Here are some of the next steps on that path.
Convention says the Liberals, who won 43 of 87 legislature seats, would have to be defeated by the combined B.C. New Democrats and B.C. Greens in a vote in the legislature before power was turned over.
Ms. Clark has to recall the B.C. legislature by Sept. 30 to pass a budget because the Liberals have provisions only until then to cover government operating expenses.
"They only have enough supply – the right to spend money – until September, after which government is not authorized to spend, and I don't think we want to get into a government shutdown scenario," said Hamish Telford, a political scientist at the University of the Fraser Valley. Before that, the Liberals would have to bring in a throne speech covering policy direction. Either of these would be confidence motions.
Max Cameron, a political scientist at the University of British Columbia, said there is no formal rule on when a legislature should be brought back, but he expects this will happen within a month of the election, in early June.
Mr. Cameron said pressure to deal with the province's finances will likely force a quick resolution of the issue.
"There is an imperative to get to the bottom of this as quickly as possible. Uncertainty about who is going to form the government is not desirable. We don't want a vacuum in power. At this point, we have a sitting Premier and we have an agreement between two parties that represent a majority of the votes. That has to be resolved, and the sooner it's resolved, the better for everyone."
He said he expects the Greens and the NDP would defeat Ms. Clark "at the first possible opportunity."
That would bring another player into the situation.
Ms. Clark has said Judith Guichon, the B.C. Lieutenant-Governor, asked her after the election to continue to lead the government until all the ballots were counted.
That election has created the current situation: 43 Liberals, 41 New Democrats and three Greens in the 87-seat legislature.
"The bottom line is that it's the duty of the Lieutenant-Governor to ensure that there's a B.C. government that enjoys the majority of support in the legislature," Prof. Ruff said.
Mr. Horgan said he would go to Ms. Guichon in the "next number of days" to talk about his agreement, but Ms. Clark continues to be Premier and her party remains in government until it is defeated in the legislature.
The defeat would give Ms. Guichon various possible scenarios, including asking NDP Leader John Horgan to form a government.
According to a report in the Black Press chain of newspapers, Ms. Guichon – a rancher from the B.C. Interior appointed to her post in 2012 – told students in Abbotsford last week that it is "quite likely" Ms. Clark will attempt to win support for a throne speech in the legislature.

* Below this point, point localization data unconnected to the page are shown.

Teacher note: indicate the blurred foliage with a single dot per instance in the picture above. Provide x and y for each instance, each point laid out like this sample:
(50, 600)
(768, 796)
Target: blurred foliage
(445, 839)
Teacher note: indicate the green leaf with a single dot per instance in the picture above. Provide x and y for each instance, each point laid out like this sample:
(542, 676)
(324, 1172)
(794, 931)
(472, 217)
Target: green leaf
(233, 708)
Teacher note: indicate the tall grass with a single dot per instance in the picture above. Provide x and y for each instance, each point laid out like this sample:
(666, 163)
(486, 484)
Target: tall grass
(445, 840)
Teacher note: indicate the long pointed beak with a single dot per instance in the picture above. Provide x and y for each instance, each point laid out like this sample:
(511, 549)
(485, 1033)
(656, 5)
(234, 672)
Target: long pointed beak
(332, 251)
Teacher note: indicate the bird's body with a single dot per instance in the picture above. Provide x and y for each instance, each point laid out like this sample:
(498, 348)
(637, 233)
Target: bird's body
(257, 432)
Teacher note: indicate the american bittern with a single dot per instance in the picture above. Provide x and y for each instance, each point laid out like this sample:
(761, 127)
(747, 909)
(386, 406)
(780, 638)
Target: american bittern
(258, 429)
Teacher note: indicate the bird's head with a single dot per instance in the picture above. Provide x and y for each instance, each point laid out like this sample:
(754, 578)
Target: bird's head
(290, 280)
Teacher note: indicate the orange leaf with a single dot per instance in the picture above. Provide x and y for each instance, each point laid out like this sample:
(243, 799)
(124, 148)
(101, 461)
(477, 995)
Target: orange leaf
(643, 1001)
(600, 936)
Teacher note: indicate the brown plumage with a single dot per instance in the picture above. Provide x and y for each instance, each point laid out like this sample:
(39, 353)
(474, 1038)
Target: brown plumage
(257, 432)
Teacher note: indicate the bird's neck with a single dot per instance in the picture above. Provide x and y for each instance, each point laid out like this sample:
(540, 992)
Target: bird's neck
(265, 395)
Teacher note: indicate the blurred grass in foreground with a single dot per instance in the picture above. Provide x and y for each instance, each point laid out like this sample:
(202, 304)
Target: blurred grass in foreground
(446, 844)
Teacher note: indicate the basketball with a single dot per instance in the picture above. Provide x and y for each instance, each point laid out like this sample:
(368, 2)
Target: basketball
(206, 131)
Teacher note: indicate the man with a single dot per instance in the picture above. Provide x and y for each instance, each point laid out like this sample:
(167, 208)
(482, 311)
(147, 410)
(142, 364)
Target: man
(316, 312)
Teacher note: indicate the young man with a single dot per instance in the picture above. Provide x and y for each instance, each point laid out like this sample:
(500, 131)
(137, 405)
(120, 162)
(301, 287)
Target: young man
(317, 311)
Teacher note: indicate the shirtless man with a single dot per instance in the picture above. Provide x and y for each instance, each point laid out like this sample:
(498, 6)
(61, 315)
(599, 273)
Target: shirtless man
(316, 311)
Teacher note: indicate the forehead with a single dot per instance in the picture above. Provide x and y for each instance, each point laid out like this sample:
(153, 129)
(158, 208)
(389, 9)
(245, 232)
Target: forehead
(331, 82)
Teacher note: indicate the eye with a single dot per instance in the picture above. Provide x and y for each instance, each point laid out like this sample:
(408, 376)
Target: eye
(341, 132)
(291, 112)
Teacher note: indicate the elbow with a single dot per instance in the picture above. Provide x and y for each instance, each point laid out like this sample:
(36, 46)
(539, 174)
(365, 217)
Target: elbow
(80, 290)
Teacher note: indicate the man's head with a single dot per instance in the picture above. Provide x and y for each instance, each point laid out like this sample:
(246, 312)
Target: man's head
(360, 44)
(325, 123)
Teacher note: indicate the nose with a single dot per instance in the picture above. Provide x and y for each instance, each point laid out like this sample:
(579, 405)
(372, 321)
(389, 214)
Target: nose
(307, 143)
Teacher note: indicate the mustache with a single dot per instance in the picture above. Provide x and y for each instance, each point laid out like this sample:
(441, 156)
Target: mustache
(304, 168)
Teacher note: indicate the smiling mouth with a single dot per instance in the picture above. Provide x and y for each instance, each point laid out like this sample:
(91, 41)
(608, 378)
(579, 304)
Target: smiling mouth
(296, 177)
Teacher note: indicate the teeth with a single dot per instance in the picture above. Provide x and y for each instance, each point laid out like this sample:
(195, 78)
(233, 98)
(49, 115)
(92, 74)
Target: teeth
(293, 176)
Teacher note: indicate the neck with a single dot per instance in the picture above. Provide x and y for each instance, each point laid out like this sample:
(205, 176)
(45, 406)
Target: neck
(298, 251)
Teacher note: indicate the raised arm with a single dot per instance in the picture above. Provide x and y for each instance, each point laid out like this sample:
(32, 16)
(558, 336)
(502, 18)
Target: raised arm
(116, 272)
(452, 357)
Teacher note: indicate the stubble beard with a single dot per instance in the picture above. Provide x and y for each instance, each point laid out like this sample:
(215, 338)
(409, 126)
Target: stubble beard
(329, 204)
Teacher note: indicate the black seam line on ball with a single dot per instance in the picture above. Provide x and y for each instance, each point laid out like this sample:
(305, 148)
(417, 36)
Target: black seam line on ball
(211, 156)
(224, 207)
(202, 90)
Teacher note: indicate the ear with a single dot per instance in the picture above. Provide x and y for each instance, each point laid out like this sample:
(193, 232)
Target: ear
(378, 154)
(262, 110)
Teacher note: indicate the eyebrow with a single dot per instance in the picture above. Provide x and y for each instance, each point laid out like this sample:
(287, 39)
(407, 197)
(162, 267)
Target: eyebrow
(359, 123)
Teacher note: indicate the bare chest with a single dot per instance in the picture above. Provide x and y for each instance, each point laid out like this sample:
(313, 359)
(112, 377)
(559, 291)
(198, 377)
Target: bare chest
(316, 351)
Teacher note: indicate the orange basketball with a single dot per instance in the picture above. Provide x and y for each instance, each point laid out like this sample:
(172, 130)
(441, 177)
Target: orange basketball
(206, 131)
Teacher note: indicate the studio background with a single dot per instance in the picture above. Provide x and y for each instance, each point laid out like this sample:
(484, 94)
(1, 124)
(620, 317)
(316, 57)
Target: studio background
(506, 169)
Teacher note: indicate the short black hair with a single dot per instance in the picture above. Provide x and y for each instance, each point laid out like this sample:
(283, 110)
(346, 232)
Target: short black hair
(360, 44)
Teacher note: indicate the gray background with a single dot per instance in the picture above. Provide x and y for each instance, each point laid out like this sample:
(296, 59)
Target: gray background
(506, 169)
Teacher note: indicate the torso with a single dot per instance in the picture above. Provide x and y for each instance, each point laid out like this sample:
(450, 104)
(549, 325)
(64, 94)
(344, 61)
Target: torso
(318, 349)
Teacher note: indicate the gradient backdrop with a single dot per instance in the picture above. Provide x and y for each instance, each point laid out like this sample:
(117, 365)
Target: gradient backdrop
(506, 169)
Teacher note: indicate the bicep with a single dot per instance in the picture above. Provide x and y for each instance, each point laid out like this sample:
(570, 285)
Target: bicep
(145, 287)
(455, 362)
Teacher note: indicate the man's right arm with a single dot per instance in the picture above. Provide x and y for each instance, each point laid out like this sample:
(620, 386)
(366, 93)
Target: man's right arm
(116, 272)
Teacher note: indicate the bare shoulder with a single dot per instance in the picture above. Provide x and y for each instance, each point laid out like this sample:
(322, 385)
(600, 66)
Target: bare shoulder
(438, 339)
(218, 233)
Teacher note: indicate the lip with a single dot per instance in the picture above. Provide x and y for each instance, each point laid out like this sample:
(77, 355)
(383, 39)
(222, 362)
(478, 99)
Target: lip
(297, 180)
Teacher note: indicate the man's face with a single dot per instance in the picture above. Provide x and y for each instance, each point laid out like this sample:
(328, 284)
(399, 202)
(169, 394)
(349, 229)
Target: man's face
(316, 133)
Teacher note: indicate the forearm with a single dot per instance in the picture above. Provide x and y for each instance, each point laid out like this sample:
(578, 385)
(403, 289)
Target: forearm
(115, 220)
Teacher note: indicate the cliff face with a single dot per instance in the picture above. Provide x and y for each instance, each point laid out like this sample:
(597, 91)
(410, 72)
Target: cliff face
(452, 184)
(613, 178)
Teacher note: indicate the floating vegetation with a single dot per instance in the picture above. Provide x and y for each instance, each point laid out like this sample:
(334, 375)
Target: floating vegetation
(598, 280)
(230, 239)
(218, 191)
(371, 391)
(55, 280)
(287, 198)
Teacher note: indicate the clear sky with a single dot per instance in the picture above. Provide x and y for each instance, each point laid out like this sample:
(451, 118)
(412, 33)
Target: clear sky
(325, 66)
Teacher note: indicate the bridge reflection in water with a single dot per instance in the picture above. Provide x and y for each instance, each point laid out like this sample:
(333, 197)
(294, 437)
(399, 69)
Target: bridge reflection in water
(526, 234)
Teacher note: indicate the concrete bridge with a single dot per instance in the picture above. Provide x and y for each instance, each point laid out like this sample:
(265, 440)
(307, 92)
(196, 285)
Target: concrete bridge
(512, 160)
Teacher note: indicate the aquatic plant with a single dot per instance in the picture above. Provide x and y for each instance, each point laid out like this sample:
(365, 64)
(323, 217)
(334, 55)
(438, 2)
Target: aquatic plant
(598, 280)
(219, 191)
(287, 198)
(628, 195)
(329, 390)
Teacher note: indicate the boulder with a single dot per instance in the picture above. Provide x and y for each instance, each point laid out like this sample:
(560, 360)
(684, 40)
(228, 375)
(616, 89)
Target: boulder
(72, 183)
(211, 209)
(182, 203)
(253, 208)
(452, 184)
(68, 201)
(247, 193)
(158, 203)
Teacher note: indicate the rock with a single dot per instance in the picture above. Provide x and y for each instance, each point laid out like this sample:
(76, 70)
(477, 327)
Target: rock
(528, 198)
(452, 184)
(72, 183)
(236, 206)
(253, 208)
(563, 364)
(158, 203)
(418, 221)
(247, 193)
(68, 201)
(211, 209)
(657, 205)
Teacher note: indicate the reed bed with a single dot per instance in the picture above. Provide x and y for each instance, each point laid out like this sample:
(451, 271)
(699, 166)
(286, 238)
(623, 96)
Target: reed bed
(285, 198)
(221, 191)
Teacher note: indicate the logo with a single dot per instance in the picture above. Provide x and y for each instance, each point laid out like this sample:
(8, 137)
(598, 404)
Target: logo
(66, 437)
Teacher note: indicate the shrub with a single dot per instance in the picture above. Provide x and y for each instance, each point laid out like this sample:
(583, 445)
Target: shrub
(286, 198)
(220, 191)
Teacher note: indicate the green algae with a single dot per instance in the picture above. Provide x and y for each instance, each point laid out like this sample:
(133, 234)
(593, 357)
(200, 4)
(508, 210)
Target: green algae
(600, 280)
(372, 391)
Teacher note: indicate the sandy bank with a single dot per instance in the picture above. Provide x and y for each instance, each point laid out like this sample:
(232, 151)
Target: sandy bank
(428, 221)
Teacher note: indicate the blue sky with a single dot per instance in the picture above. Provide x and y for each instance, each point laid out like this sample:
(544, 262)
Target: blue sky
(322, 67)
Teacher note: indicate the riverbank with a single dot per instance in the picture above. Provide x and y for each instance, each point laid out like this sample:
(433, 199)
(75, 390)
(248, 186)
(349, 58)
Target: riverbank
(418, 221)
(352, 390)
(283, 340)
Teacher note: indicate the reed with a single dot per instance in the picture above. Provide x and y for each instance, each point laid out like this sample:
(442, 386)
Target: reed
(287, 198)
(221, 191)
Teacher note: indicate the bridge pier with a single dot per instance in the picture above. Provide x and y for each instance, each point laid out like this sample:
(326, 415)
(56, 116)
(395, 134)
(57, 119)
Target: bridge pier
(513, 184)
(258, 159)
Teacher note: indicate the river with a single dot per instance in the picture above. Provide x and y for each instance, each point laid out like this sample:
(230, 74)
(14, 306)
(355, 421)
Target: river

The report quoted Ms. Guichon as saying the throne speech could pass, but the budget thereafter "would be perhaps a more controversial aspect."
Maybe, Ms. Guichon said, "we'll have a new era where everybody will work together. … I, like the rest of you, will tune in to watch very closely."
Ms. Guichon has the option of asking Mr. Horgan and Mr. Weaver to govern without holding an election.
At some point, MLAs will have to choose a speaker.
"They might get stuck on that very point," Prof. Telford said.
Things will be so tight in the legislature that the Greens and NDP may not want to give up a member to serve in that role. "I think that would be unprecedented."
Prof. Ruff said a Green or NDP speaker would cost them their majority in the legislature.
"It's extremely precarious," he said.
That said, a Liberal could be named speaker, but if no Liberal was willing to do so, the NDP would have to put up one of their members.
In a tie vote in the legislature, the speaker votes in favour of government.
Prof. Ruff said the whole situation is unprecedented.
"This is terra incognita – that's a fancy way of saying unknown territory."